NewsTue Jan 27, 2004 - 12:15 pm EST
Interview with Archbishop Timothy M. Dolan - Praises La Crosse Bishop Raymond L. Burke for Pro-Life
MILWAUKEE, January 27, 2004 (LifeSiteNews.com) - In an interview Sunday with the Milwaukee Journal Sentinel, Milwaukee Archbishop Timothy M. Dolan praised La Crosse Bishop Raymond L. Burke for his strong stand on abortion and euthanasia, which Archbishop Dolan called “A cause that for us is the premier cause of social justice in America today.”
Archbishop Dolan, who has known Bishop Burke since 1972, said that Bishop Burke’s actions “had prompted him to examine his own conscience, to see if he had been as ‘effective’ and ‘cogent’ as he should have been in presenting church teaching.”

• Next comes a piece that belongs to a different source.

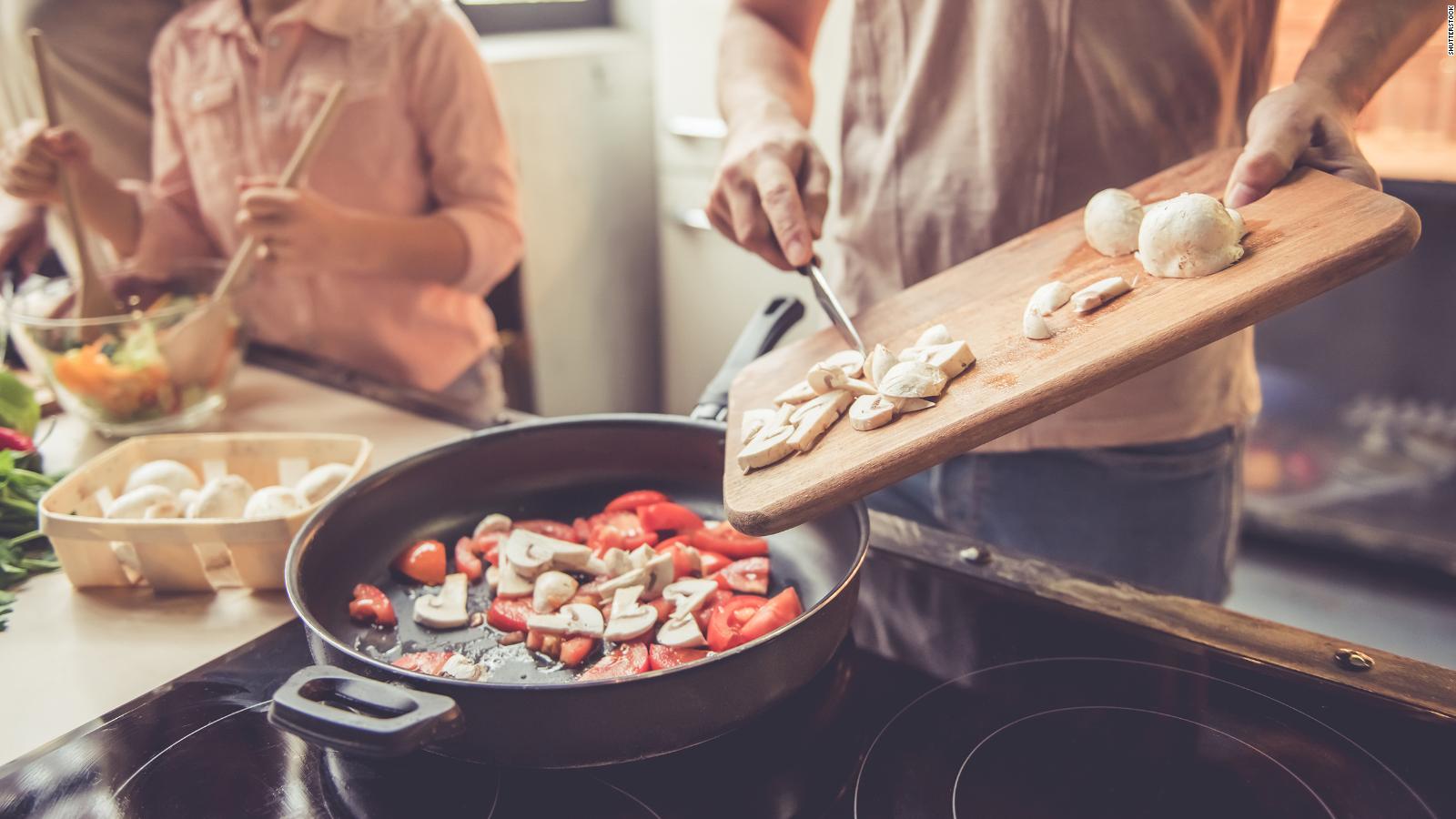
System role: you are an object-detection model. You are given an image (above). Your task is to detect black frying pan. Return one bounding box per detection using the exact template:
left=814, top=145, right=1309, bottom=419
left=269, top=298, right=869, bottom=768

Archbishop Dolan, a firm supporter of sanctity-of-life teachings, praised Bishop Burke’s “front-burnering” of the issue by disciplining Catholic politicians who support abortion. But in reference to Bishop Burke’s January 8th official order stating that politicians who support abortion or euthanasia be refused Holy Communion, Archbishop Dolan said that “I know every bishop’s just got to kind of make up his mind prudentially as to the way, the style he’s going to do it in his own diocese. I’m pretty much at peace with the way I’ve been handling it.”
Archbishop Dolan told the Journal Sentinel that he takes advantage of every opportunity to preach the message during his sermons, and that, before deciding whether he will emulate Burke, he awaits guidelines for bishops which will be proposed by the U.S. Conference of Catholic Bishops this fall.

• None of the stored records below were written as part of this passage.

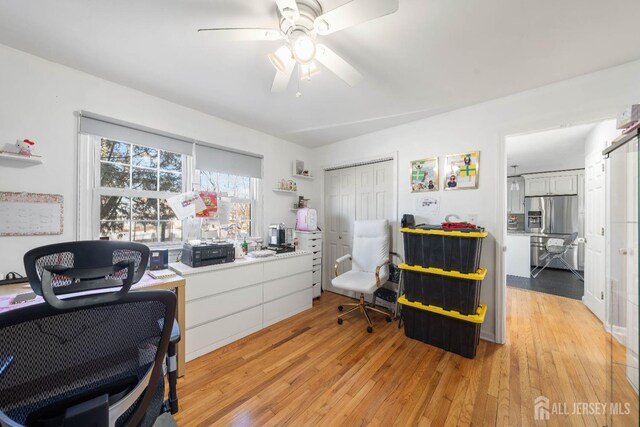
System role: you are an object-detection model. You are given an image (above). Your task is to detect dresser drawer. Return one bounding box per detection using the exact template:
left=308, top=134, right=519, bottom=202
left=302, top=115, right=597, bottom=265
left=263, top=271, right=312, bottom=301
left=264, top=286, right=313, bottom=327
left=185, top=307, right=262, bottom=362
left=185, top=284, right=262, bottom=329
left=185, top=263, right=263, bottom=301
left=264, top=255, right=312, bottom=282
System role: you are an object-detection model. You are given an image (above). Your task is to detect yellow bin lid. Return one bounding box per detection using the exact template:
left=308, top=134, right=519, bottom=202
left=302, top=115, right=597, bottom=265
left=400, top=227, right=489, bottom=239
left=398, top=295, right=487, bottom=323
left=398, top=262, right=487, bottom=280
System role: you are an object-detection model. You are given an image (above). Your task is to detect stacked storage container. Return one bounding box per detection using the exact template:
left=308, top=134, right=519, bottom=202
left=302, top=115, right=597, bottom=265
left=398, top=227, right=488, bottom=358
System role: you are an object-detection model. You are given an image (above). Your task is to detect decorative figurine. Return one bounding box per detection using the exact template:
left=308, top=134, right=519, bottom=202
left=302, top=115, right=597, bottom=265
left=16, top=139, right=36, bottom=156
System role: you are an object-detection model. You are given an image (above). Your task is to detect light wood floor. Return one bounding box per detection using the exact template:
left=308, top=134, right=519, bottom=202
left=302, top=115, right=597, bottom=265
left=176, top=288, right=638, bottom=426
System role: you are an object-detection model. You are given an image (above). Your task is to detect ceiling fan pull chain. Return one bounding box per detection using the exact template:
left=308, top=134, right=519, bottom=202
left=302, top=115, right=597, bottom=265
left=296, top=64, right=302, bottom=98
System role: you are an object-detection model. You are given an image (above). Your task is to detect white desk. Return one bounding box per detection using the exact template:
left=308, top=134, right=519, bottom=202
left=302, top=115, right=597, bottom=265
left=169, top=251, right=313, bottom=361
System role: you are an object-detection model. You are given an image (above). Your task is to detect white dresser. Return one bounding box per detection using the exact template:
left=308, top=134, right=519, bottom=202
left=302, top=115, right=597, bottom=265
left=296, top=231, right=322, bottom=298
left=170, top=251, right=313, bottom=361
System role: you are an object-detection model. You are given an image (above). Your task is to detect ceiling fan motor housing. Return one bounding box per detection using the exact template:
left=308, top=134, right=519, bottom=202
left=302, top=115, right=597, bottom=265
left=278, top=0, right=322, bottom=37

The Journal Sentinel asked Archbishop Dolan “What about, in a democratic society, the principle of an elected official representing everyone?” Archbishop Dolan, who holds a doctorate in American Church history, replied that “That’s where it comes down, doesn’t it. That’s where the delicacy of the whole issue is, when he says, ‘Well, I’m elected but…’ That was used, of course, to justify opposition to civil rights. That was used for slavery. That was used for segregation. You know, we American bishops - again (speaking as) the church historian - I look back to our stance on slavery, and it wasn’t a good one. And we look back and say, ‘Darn it. We missed an opportunity to be prophetic.’ And I guess that’s something we bishops have to ask ourselves now. Are we missing an opportunity to be prophetic?”
With files from the Milwaukee Journal Sentinel.